Однажды – после смерти Марьи Васильевны прошло уже две недели – я зашёл к Кораблёву. Я хотел попросить его пойти с нами в Геологический музей (я был тогда вожатым, и мои ребята просили показать им этот музей). Мы ещё в первой ступени ходили туда с Кораблёвым, и я помнил, как это было интересно.

Но он вышел ко мне очень взволнованный и попросил зайти потом.

– Когда, Иван Павлыч?

– Не знаю. Потом.

В передней висели шуба и шапка, а на столике лежал коричневый вязаный шарф, который когда-то на моих глазах вязала старушка. У Кораблёва был Николай Антоныч.

Я ушёл и с унылым сердцем принялся за книгу «Воздушный флот в прошлом и будущем» – помню, что тогда читал эту книгу. Но не шло моё чтение – мысли бродили невесть где, и на каждой странице я должен был напоминать себе какое-нибудь из «правил для развития воли». Зачем Николай Антоныч пришёл к нему? Ведь он не был у Кораблёва уже года четыре. Чем Кораблёв был так взволнован?

Когда я вернулся к нему, Николая Антоныча уже не было. Как сейчас помню – топилась печка, и Кораблёв в толстом мохнатом френче, который он всегда надевал, когда был немного пьян или болен, сидел у печки и смотрел на огонь. Он поднял голову, когда я вошёл, и сказал:

– Что ты сделал, Саня! Боже мой, что ты сделал!

– Иван Павлыч!

– Боже мой, что ты сделал! – с отчаянием повторил Кораблёв. – Ведь это не он, не он! И он доказал это бесспорно, неопровержимо.

– Я не понимаю, Иван Павлыч. О ком вы говорите?

Кораблёв встал, потом сел и опять встал.

– У меня был Николай Антоныч. Он доказал мне, что в письме капитана речь идёт не о нём. Это какой-то другой Николай. Какой-то промышленник фон Вышимирский.

Я был поражён:

– Иван Павлыч, это ложь, он все врёт!

– Нет, это правда, – сказал Кораблёв. – Это было огромное дело, о котором мы ничего не знаем. Там было много людей, какие-то купцы и поставщики, и капитан все знал с самого начала. Он знал, что экспедиция была снаряжена очень плохо, и он писал об этом Николаю Антонычу, я своими глазами видел эти письма.

Я слушал его, не веря ушам. Почему-то я всегда думал, что письмо, которое я нашёл в Энске, – единственное, и это известие, что от капитана сохранились ещё какие-то письма, ошеломило меня.

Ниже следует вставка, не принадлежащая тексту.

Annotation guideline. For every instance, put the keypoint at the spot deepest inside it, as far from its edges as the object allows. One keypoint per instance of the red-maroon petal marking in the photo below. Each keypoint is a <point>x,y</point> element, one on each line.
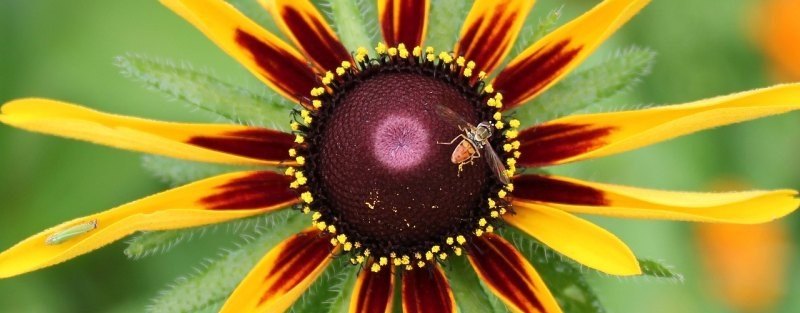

– Там было много неудач, – продолжал Кораблёв – Какой-то судовладелец снял команду перед выходом в море, с большим трудом достали радиотелеграф, и его пришлось оставить, потому что не достали радиста, и ещё что-то… И почему же Николай Антоныч во всём виноват? Ведь это же ясно, боже мой! И я… Я догадывался об этом… Но я…

Он не договорил, и вдруг я увидел, что он плачет.

– Иван Павлыч, – сказал я, стараясь не смотреть на эту невероятную картину – плачущего Кораблёва. – Значит, выходит, что он не виноват, а какой-то там фон. Почему же в таком случае Николай Антоныч всегда утверждал, что он руководил этим делом? Спросите у него, сколько сухого бульона взяла с собой экспедиция, сколько макарон, сухарей и кофе. Почему же он прежде никогда не упоминал об этом фоне?

Кораблёв вытер платком глаза, усы. Он достал из стенного шкафчика водку, налил полстакана и тут же немного отлил назад дрожащей рукой. Он выпил водку и сел.

– Ладно, теперь все равно. – И он махнул рукой. – Но как я был слеп, страшно слеп! – вдруг снова с отчаянием сказал он. – Я должен был убедить её в том, что это невозможно, невероятно, что, даже если это Николай Антоныч, все равно нельзя в неудаче такого огромного дела винить одного человека. Я мог сказать, что ты настаиваешь, что это – он, потому что ты его ненавидишь.

Я молча слушал Кораблёва. Я всегда любил его и привык уважать, и мне неприятно было видеть его в таком жалком виде. Он сморкался, как женщина, и у него были растрёпаны волосы и усы.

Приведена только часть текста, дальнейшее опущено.